Image: Raeda Saadeh, Moving, 2012. Courtesy Raeda Saadeh & Rose Issa Projects. 

19 April–21 June 2015
Organizer: Bruges Cultural Centre

Curators: Michel Dewilde and Lutz Becker.

Halles, Markt 3
8000 Bruges
Belgium
www.ccbrugge.be

 

Selected artists:
Ayman Baalbaki, Lutz Becker, Joseph Beuys, Ali Cherri, Tom Dale, Wim Delvoye, Rana Hamadeh, Lawrence Abu Hamdan, Hazem Harb, Loek Grootjans, Société Réaliste, Ragip Basmazölmez, Dominic MC Gill, Emilio Lopez-Menchero, Nils Norman, Amina Menia, Marjetica Potrč, Stefano Lupitani, William Pope L., Wesley Meuris, Mir-Hossein Mousavi, Vladimir Tatlin, Raeda Saadeh, Tala Vahabzadeh and Walid Siti


The Written City exhibition looks at the spatial organization of city and state as a product of often conflicting political intentions. The exhibition analyzes the relationships between several political discourses and their design, interpretation and control of the urban and national space.

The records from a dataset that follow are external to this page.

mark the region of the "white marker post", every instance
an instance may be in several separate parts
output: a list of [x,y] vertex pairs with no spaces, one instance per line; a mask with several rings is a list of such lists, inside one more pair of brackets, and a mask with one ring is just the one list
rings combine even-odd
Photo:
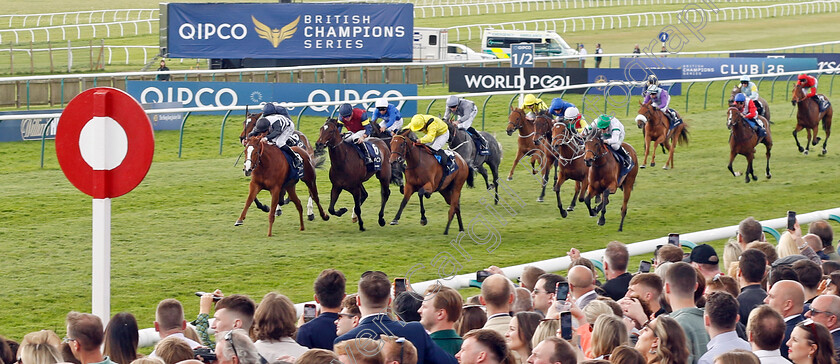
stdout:
[[519,68],[519,106],[525,103],[525,67],[534,67],[534,45],[520,43],[510,45],[510,66]]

The Written City brings together contrasting perspectives of the construction, the use, the representations and the questioning or disputing of the political production of space.

The development of urban and national space often presupposes forms of physical or symbolic inclusion and exclusion. In that respect the exhibition deals with a number of spatial metaphors such as barricades, boundaries and fences or so-called “gated communities,” and at the same time the destruction or penetration of these types of partition.

The exhibition is divided into three parts:

The first part deals with political speeches. Among other things, it covers the spatial metaphors used in speeches and in their interpretation by the media, at political meetings or during elections. Special attention is paid to the architecture of the address and artists’ analyses of it.

The second part looks at the consequences of the political speech on the ground, i.e. the spatial embodiment in an area, the effects of the spatial layout on the social process, the production and role of symbols, etc. At the same time the exhibition presents work by artists who resist those spatial and symbolic constructions.

The third part approaches the subject from a wider historical perspective, bringing together artworks and documentary material relating to a number of noteworthy political events which are concerned with, for example, forms of occupation or the division and layout of cities and states.